Gamers of all skill levels entered the room either with the purpose to win, or just to hang out with friends and have fun. Prizes will be awarded to the gamers that come in third; second; and first place. The official prize lineup was as follows: the third place winner would claim a twenty-five dollar gift card to Newbury Comics; the second place winner would acquire a PowerA Wireless GameCube controller; and the first place winner would take home a Nintendo Switch Pro controller.
As the winners’ bracket began, two gamers stepped up to the two chairs located closest to the projector screen. The two gamers shaked hands, and then selected their characters. Character choice was dependent on either who the gamer played best as, or what character they wanted to play as for fun. At the end of each match, the audience clapped for both of the gamers, and the two then would shake hands again. The inclusive environment presented at the tournament evoked a sense of togetherness and camaraderie, even though we faced off against one another.

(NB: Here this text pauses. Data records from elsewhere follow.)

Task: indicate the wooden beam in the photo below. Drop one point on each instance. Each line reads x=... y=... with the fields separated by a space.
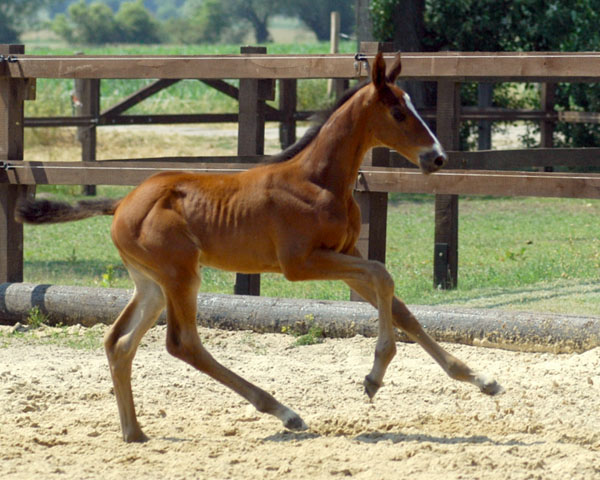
x=445 y=262
x=370 y=179
x=455 y=66
x=373 y=205
x=251 y=141
x=88 y=96
x=138 y=97
x=579 y=117
x=482 y=182
x=12 y=95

As prior mentioned, a losers’ bracket was also in effect. If a gamer lost one of his or her rounds, they would be added into a losers’ bracket; in which the person has one more chance to play in the tournament. The losers’ bracket would occur sporadically through the duration of the main tournament. The reason why this decision was made was not only for students to continue playing, but to give these players a chance to improve. Overall, students didn’t care about what place they got in, but they cared about spending time with another, and contributing to the greater good.
The student behind this event was Sean Parks; a junior at Lincoln High School with a passion for gaming, especially playing Nintendo games, such as Super Smash Bros Ultimate. For the application of learning to supplement his exhibition, he was told to think of something he enjoyed doing, and how he could contribute that to a substantial cause. The first step he took was to ponder on anything he enjoyed doing (he thought instantly of something with Nintendo.) He then formulated a way in which he could take a hobby he relishes, and synthesizing it to a cause so suffering and detrimental as cancer.

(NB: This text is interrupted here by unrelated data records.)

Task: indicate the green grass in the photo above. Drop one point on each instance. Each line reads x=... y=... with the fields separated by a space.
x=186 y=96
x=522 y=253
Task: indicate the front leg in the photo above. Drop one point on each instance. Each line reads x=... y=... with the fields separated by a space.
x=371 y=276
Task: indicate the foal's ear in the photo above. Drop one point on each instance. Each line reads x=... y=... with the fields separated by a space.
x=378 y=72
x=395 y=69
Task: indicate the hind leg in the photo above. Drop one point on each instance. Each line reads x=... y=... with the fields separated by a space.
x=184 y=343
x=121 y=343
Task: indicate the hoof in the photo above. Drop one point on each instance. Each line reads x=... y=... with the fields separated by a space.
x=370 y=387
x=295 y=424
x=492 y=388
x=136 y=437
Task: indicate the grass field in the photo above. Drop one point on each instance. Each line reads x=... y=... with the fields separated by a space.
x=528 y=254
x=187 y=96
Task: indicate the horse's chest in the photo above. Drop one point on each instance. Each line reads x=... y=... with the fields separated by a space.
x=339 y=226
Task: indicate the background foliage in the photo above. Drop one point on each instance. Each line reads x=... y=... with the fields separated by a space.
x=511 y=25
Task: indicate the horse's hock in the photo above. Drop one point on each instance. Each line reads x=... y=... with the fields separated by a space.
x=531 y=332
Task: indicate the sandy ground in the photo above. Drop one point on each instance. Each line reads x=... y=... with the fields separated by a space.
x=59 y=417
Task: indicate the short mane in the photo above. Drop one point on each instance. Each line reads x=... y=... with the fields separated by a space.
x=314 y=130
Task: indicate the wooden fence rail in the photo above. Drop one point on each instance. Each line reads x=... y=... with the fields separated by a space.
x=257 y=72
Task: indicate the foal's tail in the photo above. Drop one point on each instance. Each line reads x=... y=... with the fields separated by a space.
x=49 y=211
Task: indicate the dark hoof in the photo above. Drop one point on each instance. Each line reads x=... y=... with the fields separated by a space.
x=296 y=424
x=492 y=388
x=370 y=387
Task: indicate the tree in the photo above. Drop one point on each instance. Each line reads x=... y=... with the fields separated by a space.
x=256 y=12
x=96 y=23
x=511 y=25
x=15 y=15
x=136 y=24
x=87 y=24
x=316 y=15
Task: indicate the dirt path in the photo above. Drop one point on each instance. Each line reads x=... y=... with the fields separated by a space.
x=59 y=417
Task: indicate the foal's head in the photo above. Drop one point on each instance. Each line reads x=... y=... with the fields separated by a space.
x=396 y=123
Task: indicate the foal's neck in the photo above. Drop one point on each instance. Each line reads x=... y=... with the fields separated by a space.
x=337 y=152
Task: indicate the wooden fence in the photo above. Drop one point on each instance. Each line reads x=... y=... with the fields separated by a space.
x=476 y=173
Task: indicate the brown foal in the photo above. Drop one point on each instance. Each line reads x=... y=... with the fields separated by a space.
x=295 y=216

Parks shares himself that he chose video games as the focus for his exhibition not only because he enjoys playing them, but he wanted to show that video games could be used for a “good cause amongst a bad cause--retaliating against the bad reputation video games get in schools. Parks chose cancer research because “it is a universal cause that many people have dealt with, or are dealing with.”

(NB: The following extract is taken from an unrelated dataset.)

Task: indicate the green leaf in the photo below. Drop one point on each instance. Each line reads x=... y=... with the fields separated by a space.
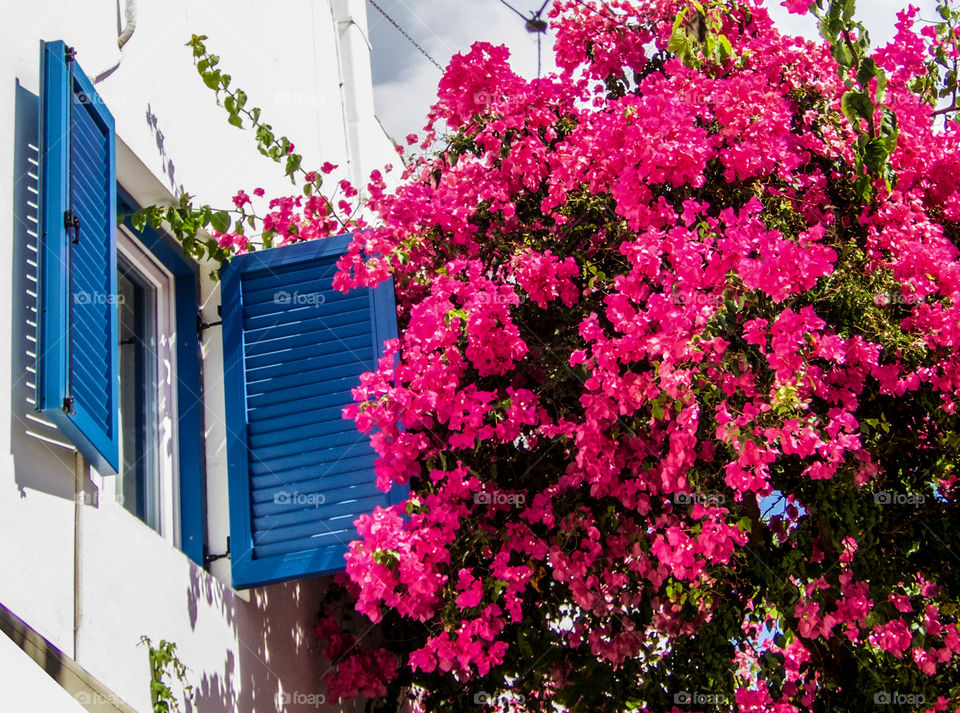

He chose the game Super Smash Brothers Ultimate because of “its accessibility”--with the Nintendo Switch console being portable--”as well as having characters that anyone could recognize”; such as Mario and Pikachu. In his opinion, Smash is a game that any player can become good at as long as they practice the game enough, and the tournament would be fit for all skill levels of players: from a novice, to an advanced player. The tournament ended up being a success! Parks states that “$166 dollars were raised for cancer studies at St. Jude’s Children’s Hospital in Providence.” Fourteen people played in the tournament, and the rest of the funds came from student donations. Eric Clauson, a junior who participated in the tournament, says that the event was a good time. “It was a nice get-together of good people in order to support a great cause.” At the conclusion of the tournament, Parks organized an event where Lincoln High School students could spend some time together, do something they enjoy, and have it benefit a larger cause.